Industrial orders in Germany fell by a much bigger-than-expected 4.8 percent in November compared to a month earlier, hit by falling orders from abroad, new data showed Friday.
An increase in orders for October was also revised slightly downwards to 5.0 percent from 5.2 percent, according to the figures released by the Economy Ministry.
Due to the October increase, orders for November had been expected to fall but the figure exceeded the expectations of analysts surveyed by Dow Jones Newswires, who had predicted a fall of 1.7 percent.
Orders from abroad slumped by 7.8 percent in November while those from Germany fell by 1.1 percent, the ministry said in a written statement.
"Even without taking into account big orders, the dynamic of demand is currently weak. In line with forecasts, that signifies limited development for industrial production during the winter months," it said.
For the period of October to November compared to the two-month period of August-September, manufacturing orders rose by 0.2 percent, the figures showed.

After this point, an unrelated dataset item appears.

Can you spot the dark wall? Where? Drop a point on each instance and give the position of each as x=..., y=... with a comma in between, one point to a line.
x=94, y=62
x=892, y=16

However Christian Schulz, analyst at Berenberg Bank, said that leading indicators suggested that German industrial output remained "fairly resilient".
"However this export-dependent sector will eventually suffer from the weakness of important debt-crisis-hit trading partners and is likely to drag the German economy into contraction in Q1 2012," he said.
And Andreas Rees, an economist at UniCredit, said the figure for manufacturing orders did not necessarily spell looming doom and gloom.
"The latest strong decline is not a harbinger of a nasty recession but above all a technical payback after the tremendous rise in the previous month."
Better-than-expected German jobless data earlier this week showed Europe's biggest economy appeared to be holding up to the debt crisis.
Other figures revealed German consumption was at its strongest level for more than a decade in 2011 and new car registrations, a key gauge of demand in one of the country's most important industrial sectors, rose in December and over the whole of 2011.